Hyderabadis: Recognise these personality traits?
1. Your address reads as 23-404-32/67A-43 (New MCH number 56-678/4A/B-22), while you actually live in the green colour second house beside zamzam cafe in lane behind Anand Theatre on SP Road.
2. You end up buying only a 'paap corn', whether it is a numaish,theatre workshop, food mela, consumer expo, designer jewellery show, science show or an automobile convention.
3. Your street has at least one roadside mobile hotel that serves Chinese delicacies such as " Vegetable soft needles", "Navrotten Kurma", "Chicken Manchewurea" or "American Chompsee".
4. Your answer is 'seedha chale jao' when somebody asks you for directions, whether it is to Malakpet, Masab Tank, Malkajgiri or Moosapet.
5. You come across tailors sporting the board: 'Immidiot delivery in two days onli'.

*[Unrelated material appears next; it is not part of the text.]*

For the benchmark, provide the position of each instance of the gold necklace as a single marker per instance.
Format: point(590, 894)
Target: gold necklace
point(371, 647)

6.You can speak Hindi, Urdu, hyderabadi hinglish, telenglish…. All except Telugu, fluently.
7.You ask the waiter to get you some ' achaar' even if you are sitting at a lavish continental banquet dinner with exotic Chinese, Mexican, Italian and Lebanese cuisines.
8. You order for a tea just after having had a Caramel custard.
9. You have at least one Srinivas, Prasad, Raju, Rao or Venkatesh within six square feet. OR you have at least one cousin, friend, colleague or acquaintance with these names.
10. You have at least one cousin, friend, colleague or acquaintance in the US in software.
11. Every time somebody gives you a piece of good news, the first thing you ask him or her is 'Party kab hain?'
12. Refer to any past as 'parso', be it yesterday or long before three hundred years.
13. You call 11 AM as subah subah.
14. You label your boss as 'Dimakh Kharab'
15. And it doesn't matter where in the "Gulf/middle east" you are going you always say you are going to "Dubai ". (I know of one family who still keep telling everyone their son is in "uno Dubai mein hai" but he is physically in Yemen for the past 5 years.)
16. You are 15 minutes late and you feel you are on time.
17. You look at the ‘fixed price’ board and still ask 'dene ka bolo'
18. If you do not eat rice at least once a day you will die. (Nothing other than Rice is considered as a meal)
19. You feel offended by someone looking at you (Kaiku ghoorraa be?)
20. You think you are a born shayer and don’t miss an opp. to use some typical filmi batein.
21. While someone does the above, you say ‘chubbe saale, mooh dekh aaine mein.’
22. You can say the typical "Light le le baap" and be cool without analyzing what the situation is.
23. You feel its legal and your Nizami birthright to show your hand and stop the traffic (better than a traffic police) while you cross the road whenever and wherever you like.
24. You can hang out in a Irani cafe the whole day after ordering one-cup tea and a empty saucer for yourself and your dear friend and you chat like thats the last day with each other.
25. You have to eat Paradise Biryani or Bawarchi Biryani atleast once in a month.
26. You go to the Petrol Bunk and say "Panch Point Single Oil maaro yaar" and hand over 15 bucks.
27. You can relate the words 'Nakko', 'Hou' ‘Kaiku’,'hallu' and make these the integral part of your vocabulary.
28. You tell your friend that you will 'just come back' ("abbhi aathu mein") and your friend knows that either you will take a couple of hours or not come back at all.
29. You watch every movie that releases, and end up saying oh! that was ok, but it could be better if it was made this way.
30. You are reading this and secretly admitting that you are, after all, a true blue Hyderabadi. You know one thing... Once a Hyderabadi, always a Hyderabadi... and you will forward this for sure to Hyderabadis ... since only they can relate to it.